A questo punto la curiosità è inevitabile: come funziona il Bonus Condizionatori 2026? Chi può richiederlo? E quali sono le regole per ottenerlo anche senza ristrutturare casa? Scopriamolo insieme.
Prima però vi lasciamo al video di Immobili&Norme su come funziona il Bonus Condizionatori 2026.
Cos’è e come funziona il Bonus Condizionatori 2026
Il Bonus Condizionatori non è un incentivo autonomo, ma si inserisce nel quadro delle agevolazioni fiscali già previste dalla normativa, in particolare nell’Ecobonus e nel Bonus ristrutturazioni. La differenza principale tra le due modalità è che l’Ecobonus consente di accedere al beneficio anche senza ristrutturare casa, purché si sostituisca un impianto esistente con un condizionatore a pompa di calore ad alta efficienza.
L’obiettivo è favorire la riqualificazione energetica degli immobili e ridurre i consumi, premiando chi sceglie soluzioni moderne e sostenibili. In questo modo, il bonus diventa uno strumento utile non solo per chi ristruttura, ma anche per chi vuole semplicemente migliorare la qualità dell’aria e l’efficienza del proprio impianto.
Requisiti e detrazioni previste
Le spese sostenute nel 2025 e nel 2026 possono beneficiare di una detrazione del 36% o del 50%, a seconda della tipologia di intervento e dell’immobile. La percentuale più alta è riservata all’abitazione principale, mentre per le altre proprietà si applica la detrazione base. L’importo viene recuperato in dieci rate annuali nella dichiarazione dei redditi, con un tetto massimo di spesa pari a 60.000 euro, che corrisponde a una detrazione totale fino a 30.000 euro.
Possono accedere al bonus cittadini privati, professionisti, imprese, condomìni, enti pubblici e privati senza scopo di lucro, cooperative edilizie e istituti per le case popolari. Anche i contribuenti non residenti possono usufruirne, purché rispettino i requisiti tecnici e fiscali previsti.

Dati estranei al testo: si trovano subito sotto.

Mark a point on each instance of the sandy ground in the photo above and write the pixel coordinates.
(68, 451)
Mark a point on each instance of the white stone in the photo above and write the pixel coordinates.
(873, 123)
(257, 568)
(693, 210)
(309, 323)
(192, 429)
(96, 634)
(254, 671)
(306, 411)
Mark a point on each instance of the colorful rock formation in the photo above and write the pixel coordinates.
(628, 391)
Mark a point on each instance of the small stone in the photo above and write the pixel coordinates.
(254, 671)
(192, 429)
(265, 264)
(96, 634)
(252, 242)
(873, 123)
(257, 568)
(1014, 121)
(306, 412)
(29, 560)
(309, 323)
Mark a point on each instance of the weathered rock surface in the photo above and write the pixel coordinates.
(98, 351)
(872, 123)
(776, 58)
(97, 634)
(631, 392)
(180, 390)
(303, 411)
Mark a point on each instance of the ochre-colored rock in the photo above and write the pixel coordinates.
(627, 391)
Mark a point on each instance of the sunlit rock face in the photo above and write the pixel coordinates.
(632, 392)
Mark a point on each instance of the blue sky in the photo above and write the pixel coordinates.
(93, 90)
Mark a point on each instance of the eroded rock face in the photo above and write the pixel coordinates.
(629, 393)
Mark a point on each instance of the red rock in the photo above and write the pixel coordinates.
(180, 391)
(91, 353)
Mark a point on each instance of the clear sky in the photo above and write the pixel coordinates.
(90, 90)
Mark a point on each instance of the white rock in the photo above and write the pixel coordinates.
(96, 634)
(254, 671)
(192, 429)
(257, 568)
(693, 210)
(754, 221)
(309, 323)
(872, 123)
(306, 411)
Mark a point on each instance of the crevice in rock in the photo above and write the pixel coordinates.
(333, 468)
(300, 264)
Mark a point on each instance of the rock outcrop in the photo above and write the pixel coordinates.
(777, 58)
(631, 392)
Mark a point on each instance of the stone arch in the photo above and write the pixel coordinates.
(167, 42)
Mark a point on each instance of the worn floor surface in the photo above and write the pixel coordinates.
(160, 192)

Come richiedere correttamente il Bonus Condizionatori 2026
Per ottenere il Bonus Condizionatori 2026 è necessario seguire alcune regole precise. Il pagamento deve essere effettuato tramite bonifico parlante, cioè un versamento tracciabile che riporti il riferimento normativo dell’agevolazione, il codice fiscale del beneficiario e i dati dell’impresa che ha eseguito i lavori.
Pagamenti in contanti, assegni o carte di credito non sono ammessi e invalidano la richiesta. Una volta concluso l’intervento, bisogna trasmettere la documentazione all’ENEA entro novanta giorni, allegando le schede descrittive e le fatture relative all’acquisto e all’installazione. È inoltre obbligatorio che il nuovo impianto sia a pompa di calore ad alta efficienza e possa essere utilizzato anche per il riscaldamento invernale, non solo per il raffrescamento estivo.